Finding or displaying the shortest path through a ground plane to power supply ground

I have designed a 2-layer P.C.B. with a ground plane on both sides of the board.
There are many areas of the ground plane that are separated from one another
by traces. I have made 100’s of modifications to the traces on the board to get
the ground plane to be electrically connected to all the /GND pads on the P.C.B.

Now I am wondering about what path through the ground plane the current will be
returning on. I surmise that some pads will have a long spaghetti like route to get
from a /GND pad to the power supply ground.

Question 1: What problems will I incur with a ground plane strategy like this?
Question 2: Is this the correct way to use the ground plane?
Question 3: Should vias be used to stitch the top and bottom ground planes?

And the real reason for this post:

Question 4: Is there a way to display what path through the ground plane the
current will take. ( I am assuming I could click on a /GND pad and then click
on the /GND pad that exits the board to the power supply , and see a track
drawn on the screen showing the shortest route through the ground plane. )

Ok, thanks for listening.
Jason.

The questions surrounding GND planes are abundant this week. This is at least the third.

Watch this video from Rick Hartley (from altium). It’s 2 hours 19 minutes, and worth all of it.

First goal is to have a single undisturbed GND plane. Often this is not possible on a two layer PCB. First compromise is to allow “dog bones” / “hop unders” to make it possible to finish routing of nets that are crossing each other. The denser a PCB becomes, the more compromises you have to make. The costs are higher EMI and signal integrity degradation. The PCB will still “work”, but it may become difficult to pass EMC regulations (for commercial projects).

GND plane is so important (in high speed digital designs) that on a 4 layer PCB, both inner layers are often used as GND layers. (This reduces distance between a signal line and it’s GND return from 1.6mm, to 0.2mm or less.

In (“low speed”) analog designs, considerations for PCB design are… different.

No.
You should do everything you can to have at one side full continuous GND plane.
If it is not possible you should really consider using 4 layer board.

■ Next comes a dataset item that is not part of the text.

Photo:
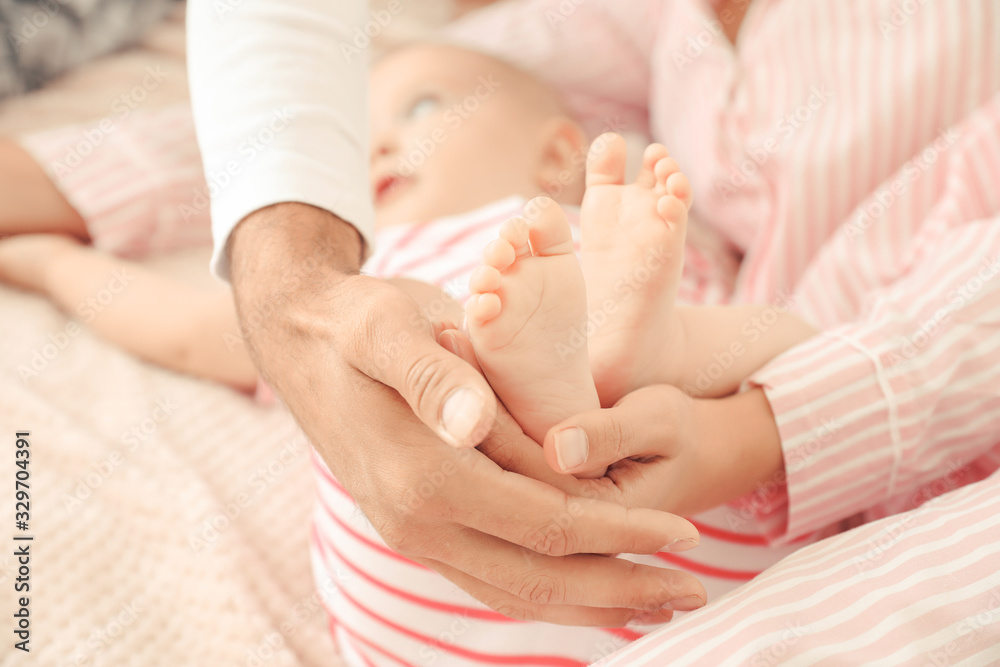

You can use vias for example like I have done it in this PCB:

All vias you see there are GND.

The way current will take through GND plane depends on this current frequency.
Imagine you have full GND at bottom and at top you have a track that runs along the short sides of a right triangle. If the state change is propagated through this track than this signal return current DC content will go back through the GND plane the shortest way (along the hypotenuse). The higher frequency part of this slope the more closer to going just under the track it will select. You should use continuous GND plane to ensure the best return current path for each signal and each its frequency contents.
You can read much more about it in pdfs linked here (hope they are still valid):

The above comments are pretty much true, but it also depends a lot on the circuit (references to “high speed”…I would strike the word “digital” because high speed analog is no less critical.)

I have a 2 layer board which I built a few years ago. It centers around a SEPIC converter which runs at 200 KHz or so. This could be a problem but it runs OK. I built it for myself and have attached the project file. I have no objection to anyone copying it but I would be amazed if anyone did.

One point is to understand where a good ground plane is important and where it is less so.

Another point: Instead of chopping and jumpering my ground plane, I chopped and jumpered the slower signals where I needed to do so.